Deployment¶

Environments¶

Env	Purpose	Cluster
`dev`	Day-to-day engineering	GKE Autopilot
`staging`	Integration; always-on	GKE Autopilot
`uat`	Customer acceptance	GKE Autopilot
`prod`	Production	GKE Autopilot (plus dedicated AI / BIM node pools)

Each environment has its own Terraform state, AlloyDB instances, GCS buckets, and KMS keys. Environments are symmetric — same Helm chart, different values.

Compute¶

GKE Autopilot for all services.
Dedicated node pools for AI workers (high memory) and BIM workers (high CPU + optional GPU).
GPU node pool is provisioned on-demand; default is managed Vertex AI calls, not self-hosted inference.

Release pipeline¶

flowchart LR
  PR[PR merged] --> CI[CI<br/>build · test · scan]
  CI --> IMG[Push image<br/>Artifact Registry]
  IMG --> DEV[ArgoCD<br/>dev rollout]
  DEV --> STG[Promote<br/>staging]
  STG --> UAT[Promote<br/>uat]
  UAT --> PROD[Canary<br/>prod]
  PROD --> WATCH[SLO burn-rate alert]
  WATCH -->|breach| RB[Automated rollback]
  WATCH -->|healthy| FULL[Full rollout]

Infrastructure as code¶

Concern	Tool
GCP resources	Terraform (modules under `infra/terraform/modules/*`, environments under `infra/terraform/env/<env>/`)
Service charts	Helm per service; umbrella chart `deploy/charts/siss/`
Continuous deploy	ArgoCD (or Cloud Deploy — interchangeable)
Container images	Artifact Registry

Every service ships:

A Helm chart with values per environment.
A Terraform module defining its AlloyDB instance, GCS buckets, KMS keys, and IAM.
A .argocd/ manifest wiring it into the rollout.

Progressive delivery¶

Canary rollout in prod — new version serves a small percentage of traffic first.
SLO burn-rate alerts wired to the rollout controller — a breach triggers automated rollback before it reaches the full fleet.
Manual approval gate for any schema migration that isn't additive.

Secrets¶

Google Secret Manager only.
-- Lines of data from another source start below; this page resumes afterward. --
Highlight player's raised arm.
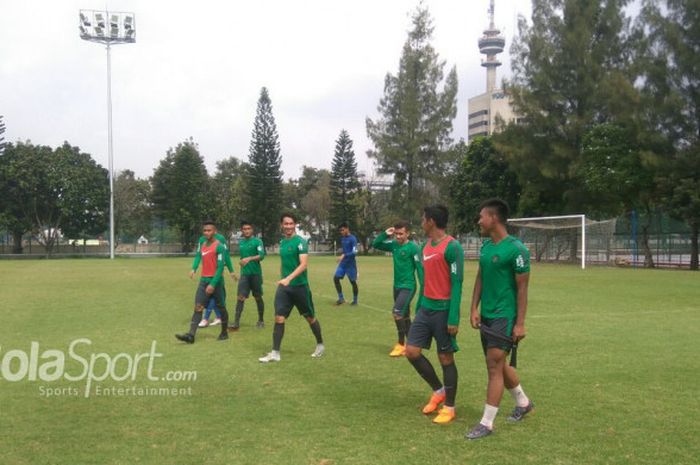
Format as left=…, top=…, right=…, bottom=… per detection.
left=372, top=228, right=395, bottom=252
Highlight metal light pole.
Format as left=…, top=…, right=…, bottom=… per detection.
left=79, top=10, right=135, bottom=259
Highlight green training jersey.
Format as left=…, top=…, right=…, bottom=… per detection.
left=239, top=236, right=265, bottom=275
left=279, top=235, right=308, bottom=286
left=479, top=235, right=530, bottom=320
left=372, top=231, right=423, bottom=290
left=192, top=233, right=233, bottom=273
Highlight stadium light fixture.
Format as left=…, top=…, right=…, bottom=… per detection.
left=79, top=9, right=136, bottom=259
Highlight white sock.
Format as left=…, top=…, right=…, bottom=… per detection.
left=480, top=404, right=499, bottom=429
left=272, top=350, right=280, bottom=356
left=509, top=384, right=530, bottom=407
left=434, top=387, right=445, bottom=395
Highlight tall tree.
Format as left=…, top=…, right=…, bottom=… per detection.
left=0, top=141, right=108, bottom=255
left=52, top=142, right=109, bottom=242
left=499, top=0, right=636, bottom=216
left=580, top=123, right=659, bottom=266
left=246, top=87, right=283, bottom=247
left=114, top=170, right=152, bottom=244
left=449, top=137, right=521, bottom=234
left=211, top=156, right=248, bottom=243
left=0, top=142, right=38, bottom=253
left=330, top=129, right=360, bottom=238
left=301, top=170, right=332, bottom=241
left=151, top=139, right=209, bottom=252
left=638, top=0, right=700, bottom=270
left=366, top=5, right=458, bottom=222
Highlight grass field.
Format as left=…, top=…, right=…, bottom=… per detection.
left=0, top=256, right=698, bottom=465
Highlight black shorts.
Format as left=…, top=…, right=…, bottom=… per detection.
left=195, top=280, right=226, bottom=311
left=407, top=308, right=458, bottom=353
left=392, top=288, right=415, bottom=318
left=480, top=317, right=514, bottom=354
left=274, top=284, right=316, bottom=319
left=238, top=274, right=263, bottom=298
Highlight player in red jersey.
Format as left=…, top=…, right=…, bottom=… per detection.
left=405, top=205, right=464, bottom=424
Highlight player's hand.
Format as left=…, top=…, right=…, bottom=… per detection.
left=189, top=270, right=195, bottom=280
left=447, top=325, right=459, bottom=336
left=512, top=324, right=526, bottom=342
left=385, top=227, right=395, bottom=236
left=277, top=277, right=291, bottom=287
left=205, top=285, right=214, bottom=295
left=336, top=255, right=342, bottom=263
left=470, top=310, right=481, bottom=329
left=240, top=258, right=250, bottom=266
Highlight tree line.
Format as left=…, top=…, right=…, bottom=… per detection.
left=1, top=1, right=698, bottom=269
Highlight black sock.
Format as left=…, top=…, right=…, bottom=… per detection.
left=219, top=307, right=229, bottom=335
left=442, top=362, right=458, bottom=407
left=395, top=319, right=405, bottom=344
left=333, top=277, right=343, bottom=296
left=309, top=320, right=323, bottom=344
left=189, top=312, right=203, bottom=336
left=351, top=280, right=358, bottom=301
left=234, top=300, right=244, bottom=325
left=255, top=297, right=264, bottom=321
left=403, top=318, right=412, bottom=340
left=408, top=354, right=443, bottom=391
left=273, top=322, right=285, bottom=351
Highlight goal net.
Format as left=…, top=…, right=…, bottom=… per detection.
left=507, top=215, right=617, bottom=269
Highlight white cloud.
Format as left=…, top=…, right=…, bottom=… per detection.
left=0, top=0, right=531, bottom=179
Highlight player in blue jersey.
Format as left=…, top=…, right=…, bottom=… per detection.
left=333, top=223, right=359, bottom=305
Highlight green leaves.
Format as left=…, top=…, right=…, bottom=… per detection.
left=151, top=139, right=209, bottom=251
left=366, top=5, right=458, bottom=222
left=246, top=87, right=283, bottom=247
left=330, top=129, right=360, bottom=236
left=0, top=141, right=108, bottom=254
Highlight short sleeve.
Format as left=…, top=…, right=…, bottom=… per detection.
left=298, top=238, right=309, bottom=254
left=512, top=243, right=530, bottom=274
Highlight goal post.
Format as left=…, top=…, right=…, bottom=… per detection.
left=507, top=214, right=617, bottom=269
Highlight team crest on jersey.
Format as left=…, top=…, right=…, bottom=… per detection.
left=492, top=255, right=500, bottom=263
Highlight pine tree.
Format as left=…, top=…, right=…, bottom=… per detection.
left=246, top=87, right=283, bottom=247
left=366, top=5, right=458, bottom=222
left=330, top=129, right=360, bottom=238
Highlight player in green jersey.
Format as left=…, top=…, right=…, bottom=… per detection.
left=258, top=212, right=324, bottom=363
left=176, top=220, right=229, bottom=343
left=190, top=229, right=235, bottom=328
left=466, top=199, right=534, bottom=440
left=372, top=220, right=423, bottom=357
left=230, top=220, right=266, bottom=330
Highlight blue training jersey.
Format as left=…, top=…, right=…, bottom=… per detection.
left=340, top=234, right=358, bottom=264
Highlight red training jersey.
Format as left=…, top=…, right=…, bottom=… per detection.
left=201, top=239, right=221, bottom=277
left=422, top=236, right=455, bottom=300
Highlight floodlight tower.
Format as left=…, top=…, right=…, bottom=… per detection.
left=79, top=9, right=136, bottom=259
left=478, top=0, right=505, bottom=92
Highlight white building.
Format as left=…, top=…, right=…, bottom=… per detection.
left=467, top=0, right=520, bottom=141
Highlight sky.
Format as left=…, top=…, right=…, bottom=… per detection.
left=0, top=0, right=532, bottom=180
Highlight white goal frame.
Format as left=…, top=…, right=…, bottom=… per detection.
left=507, top=214, right=586, bottom=269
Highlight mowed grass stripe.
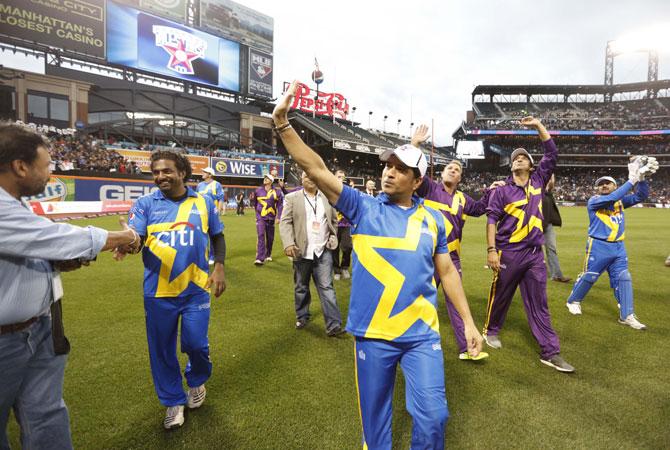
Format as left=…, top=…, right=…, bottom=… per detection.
left=8, top=207, right=670, bottom=449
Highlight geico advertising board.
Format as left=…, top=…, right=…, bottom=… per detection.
left=211, top=158, right=283, bottom=178
left=75, top=178, right=158, bottom=201
left=106, top=1, right=239, bottom=91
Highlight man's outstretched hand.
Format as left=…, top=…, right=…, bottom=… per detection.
left=411, top=124, right=430, bottom=147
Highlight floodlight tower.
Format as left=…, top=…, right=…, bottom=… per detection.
left=604, top=40, right=659, bottom=100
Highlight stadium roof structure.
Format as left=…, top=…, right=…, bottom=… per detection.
left=472, top=80, right=670, bottom=97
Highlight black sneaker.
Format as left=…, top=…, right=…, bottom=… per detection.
left=327, top=326, right=346, bottom=337
left=540, top=354, right=575, bottom=373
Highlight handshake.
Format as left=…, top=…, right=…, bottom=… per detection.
left=113, top=217, right=142, bottom=261
left=628, top=155, right=659, bottom=184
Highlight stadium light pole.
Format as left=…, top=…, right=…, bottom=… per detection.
left=351, top=106, right=356, bottom=126
left=397, top=119, right=401, bottom=135
left=333, top=101, right=338, bottom=124
left=368, top=111, right=373, bottom=129
left=383, top=115, right=388, bottom=132
left=410, top=122, right=414, bottom=136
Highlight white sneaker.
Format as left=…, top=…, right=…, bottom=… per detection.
left=208, top=259, right=215, bottom=266
left=164, top=405, right=184, bottom=429
left=618, top=314, right=647, bottom=330
left=254, top=259, right=264, bottom=266
left=187, top=384, right=206, bottom=409
left=342, top=269, right=351, bottom=279
left=483, top=333, right=502, bottom=349
left=334, top=273, right=341, bottom=280
left=566, top=302, right=582, bottom=315
left=265, top=257, right=273, bottom=262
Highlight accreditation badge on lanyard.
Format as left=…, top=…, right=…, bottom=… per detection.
left=305, top=192, right=321, bottom=234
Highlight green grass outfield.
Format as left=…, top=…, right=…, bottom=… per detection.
left=8, top=207, right=670, bottom=449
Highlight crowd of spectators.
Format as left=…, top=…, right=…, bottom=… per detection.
left=471, top=98, right=670, bottom=131
left=48, top=134, right=142, bottom=174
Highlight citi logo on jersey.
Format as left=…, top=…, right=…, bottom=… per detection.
left=155, top=222, right=197, bottom=247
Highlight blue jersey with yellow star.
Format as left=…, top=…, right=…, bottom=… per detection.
left=335, top=185, right=449, bottom=342
left=197, top=180, right=225, bottom=210
left=586, top=180, right=648, bottom=242
left=128, top=187, right=224, bottom=299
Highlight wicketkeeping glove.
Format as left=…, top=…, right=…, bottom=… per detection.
left=639, top=156, right=659, bottom=179
left=628, top=156, right=642, bottom=184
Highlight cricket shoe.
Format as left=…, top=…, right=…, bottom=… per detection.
left=483, top=333, right=502, bottom=349
left=265, top=257, right=273, bottom=262
left=540, top=354, right=575, bottom=373
left=342, top=269, right=351, bottom=279
left=618, top=314, right=647, bottom=330
left=334, top=273, right=341, bottom=280
left=254, top=259, right=264, bottom=266
left=164, top=405, right=185, bottom=429
left=566, top=302, right=582, bottom=315
left=458, top=351, right=490, bottom=361
left=187, top=385, right=206, bottom=409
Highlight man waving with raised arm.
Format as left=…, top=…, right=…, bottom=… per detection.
left=484, top=117, right=575, bottom=373
left=273, top=81, right=482, bottom=450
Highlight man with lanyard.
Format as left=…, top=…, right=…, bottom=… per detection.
left=197, top=167, right=225, bottom=214
left=252, top=174, right=283, bottom=265
left=279, top=171, right=344, bottom=335
left=333, top=170, right=353, bottom=280
left=565, top=156, right=658, bottom=328
left=484, top=117, right=575, bottom=373
left=117, top=150, right=226, bottom=429
left=273, top=81, right=483, bottom=450
left=411, top=124, right=499, bottom=361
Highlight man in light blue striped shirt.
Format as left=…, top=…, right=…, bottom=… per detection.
left=0, top=124, right=137, bottom=450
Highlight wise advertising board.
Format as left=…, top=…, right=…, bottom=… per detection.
left=199, top=0, right=273, bottom=54
left=0, top=0, right=105, bottom=57
left=248, top=48, right=272, bottom=97
left=211, top=157, right=283, bottom=178
left=106, top=1, right=239, bottom=91
left=75, top=177, right=158, bottom=201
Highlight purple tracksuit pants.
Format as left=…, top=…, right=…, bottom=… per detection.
left=483, top=247, right=560, bottom=359
left=256, top=218, right=275, bottom=261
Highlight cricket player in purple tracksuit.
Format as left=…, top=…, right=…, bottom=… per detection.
left=484, top=117, right=575, bottom=373
left=252, top=174, right=283, bottom=265
left=273, top=81, right=484, bottom=450
left=565, top=155, right=658, bottom=328
left=412, top=126, right=500, bottom=360
left=333, top=169, right=353, bottom=280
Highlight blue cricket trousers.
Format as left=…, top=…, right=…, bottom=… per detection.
left=144, top=292, right=212, bottom=406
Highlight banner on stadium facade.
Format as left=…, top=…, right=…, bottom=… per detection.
left=199, top=0, right=273, bottom=54
left=74, top=177, right=159, bottom=201
left=467, top=129, right=670, bottom=136
left=0, top=0, right=106, bottom=58
left=333, top=139, right=387, bottom=154
left=211, top=157, right=284, bottom=178
left=22, top=177, right=74, bottom=202
left=30, top=200, right=132, bottom=219
left=248, top=48, right=272, bottom=97
left=283, top=81, right=349, bottom=119
left=114, top=149, right=209, bottom=174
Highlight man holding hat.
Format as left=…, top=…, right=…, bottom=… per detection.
left=272, top=80, right=483, bottom=450
left=252, top=173, right=283, bottom=265
left=484, top=117, right=575, bottom=373
left=565, top=156, right=658, bottom=329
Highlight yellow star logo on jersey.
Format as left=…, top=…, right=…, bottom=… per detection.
left=257, top=189, right=278, bottom=217
left=352, top=206, right=440, bottom=340
left=424, top=191, right=466, bottom=254
left=145, top=195, right=210, bottom=297
left=503, top=185, right=543, bottom=243
left=595, top=200, right=625, bottom=241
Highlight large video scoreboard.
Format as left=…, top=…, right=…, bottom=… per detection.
left=0, top=0, right=273, bottom=97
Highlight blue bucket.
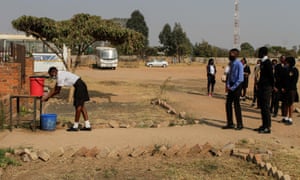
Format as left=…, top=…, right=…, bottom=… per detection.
left=40, top=114, right=57, bottom=131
No secrets in Kustomize, Helm values, or env files.
CMEK on AlloyDB and GCS.
mTLS between services via Anthos Service Mesh (or Istio).

What each environment is for¶

dev — engineers push freely; cluster is cheap and can be torn down.
staging — integration target; contract tests run here continuously.
uat — customer sign-off per milestone; stable for the duration of a UAT cycle.
prod — canary-first, SLO-gated.

Hypercare window

M7 (go-live) includes a hypercare window where the delivery team remains on rotation alongside ops. After hypercare, support reverts to the standard on-call rotation with runbooks.